Make for interesting reading, especially as it approaches him just as a filmmaker, rather than a HK / Chinese film-maker. Some interesting bits about the casting of Kung-Fu Hustle.

Qiu Yuen is not the one who came for casting—she was accompanying a friend. She sat behind with the cigarette, and I said, "Who is that woman with the cigarette on her mouth?"

EDIT: And there's a review of Kung-Fu Hustle as well

Posted

Mr Chow says in that interview that what really drives him on is making different movies form the ones he made before.

Is it just me, or is "Kungfu hustle" just "Shaolin soccer" minus the ball?
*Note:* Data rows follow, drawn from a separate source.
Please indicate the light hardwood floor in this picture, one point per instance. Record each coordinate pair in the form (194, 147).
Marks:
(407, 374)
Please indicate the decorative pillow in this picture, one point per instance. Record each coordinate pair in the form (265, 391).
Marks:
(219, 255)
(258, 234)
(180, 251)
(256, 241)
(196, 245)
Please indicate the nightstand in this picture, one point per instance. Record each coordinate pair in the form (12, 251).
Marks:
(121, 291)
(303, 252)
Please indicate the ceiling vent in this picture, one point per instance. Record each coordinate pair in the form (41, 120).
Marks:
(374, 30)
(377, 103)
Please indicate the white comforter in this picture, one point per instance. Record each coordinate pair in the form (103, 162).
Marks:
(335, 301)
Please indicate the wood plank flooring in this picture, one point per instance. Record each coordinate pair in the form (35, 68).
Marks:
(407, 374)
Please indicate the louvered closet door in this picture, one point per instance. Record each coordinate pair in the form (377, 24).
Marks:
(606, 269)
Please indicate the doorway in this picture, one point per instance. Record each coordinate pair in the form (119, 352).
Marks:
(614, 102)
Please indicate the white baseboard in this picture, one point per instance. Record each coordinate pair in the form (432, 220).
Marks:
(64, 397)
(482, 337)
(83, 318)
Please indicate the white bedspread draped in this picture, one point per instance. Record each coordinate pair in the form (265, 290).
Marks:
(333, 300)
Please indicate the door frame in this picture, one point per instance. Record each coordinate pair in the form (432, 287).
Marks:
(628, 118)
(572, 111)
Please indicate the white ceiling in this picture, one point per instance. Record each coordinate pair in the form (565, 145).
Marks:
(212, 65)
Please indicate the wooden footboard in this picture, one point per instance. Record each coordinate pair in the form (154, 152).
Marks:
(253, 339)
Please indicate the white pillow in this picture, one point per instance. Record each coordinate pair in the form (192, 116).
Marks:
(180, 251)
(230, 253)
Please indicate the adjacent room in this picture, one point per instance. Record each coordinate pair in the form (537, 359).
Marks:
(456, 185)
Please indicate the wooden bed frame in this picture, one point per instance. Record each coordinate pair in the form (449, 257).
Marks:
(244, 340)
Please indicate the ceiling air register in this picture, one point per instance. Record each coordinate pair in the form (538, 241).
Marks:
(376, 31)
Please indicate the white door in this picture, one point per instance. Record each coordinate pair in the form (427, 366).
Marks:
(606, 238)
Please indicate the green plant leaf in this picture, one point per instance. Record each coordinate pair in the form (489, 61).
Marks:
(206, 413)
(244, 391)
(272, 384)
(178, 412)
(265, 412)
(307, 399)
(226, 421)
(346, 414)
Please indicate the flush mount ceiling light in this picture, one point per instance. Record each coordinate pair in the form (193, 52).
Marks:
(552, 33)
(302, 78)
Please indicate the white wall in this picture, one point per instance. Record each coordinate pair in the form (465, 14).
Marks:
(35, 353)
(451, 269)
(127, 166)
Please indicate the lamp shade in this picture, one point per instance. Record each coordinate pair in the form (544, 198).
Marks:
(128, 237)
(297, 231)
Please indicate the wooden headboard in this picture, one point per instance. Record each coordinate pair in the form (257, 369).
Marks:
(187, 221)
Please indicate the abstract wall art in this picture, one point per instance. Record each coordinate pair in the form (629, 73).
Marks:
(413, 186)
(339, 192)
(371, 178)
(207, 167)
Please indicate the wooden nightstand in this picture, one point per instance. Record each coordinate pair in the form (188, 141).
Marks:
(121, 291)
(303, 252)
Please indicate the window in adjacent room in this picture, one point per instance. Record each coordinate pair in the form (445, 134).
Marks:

I still enjoyed it though, even in Cantonese with Korean subtitles, which means I don't catch a great deal.........

  • 2 weeks later...
Posted

Has anyone seen the US release yet? I want to see it badly, but I don't want to . . . if it's dubbed. If it's dubbed, I might just have to get one of my friends in HK to send me the DVD. . . so anyone know if it's dubbed?

Posted
so anyone know if it's dubbed?

Oh, so in the States, not all foreign movies get dubbed?

Posted

of course not. Hero wasn't dubbed. Crouching Tiger, Hidden Dragon wasn't dubbed. Actually, I think the general rule is that foreign moveis are subtitled rather than dubbed - but with lighter fare (say, Shaolin Soccer, or Jackie Chan movies) then they tend to dub them.

In the Onion interview they do mention that the movie is subtitled though - so excellent,

Posted

That's so sad... I'd have never imagined that when it comes to foreign languages, there would be a single field where the US would be more advanced than Germany. The troubles you have to go through to find movies in their original version there... :(

Posted

That's odd. In my German movie viewing experience 100% of the foreign movies I've seen in Germany have been shown in their original language.

Of course, that was one movie (Coming to America) in 1991. But still.

Foreign movies in the US are a lot more likely to play in art house theatres instead of mass release (CT,HD and Hero were big exceptions) and those filmgoers tend to prefer subtitled movies.

Posted

Yeah, that's right, undubbed movies are more likely to be found in arthouse theaters in Germany, too. Yet these are getting rarer by the day, and (although I haven't had the opportunity to check since I started studying Chinese) I have never heard of films in an "exotic" language as Chinese being shown there.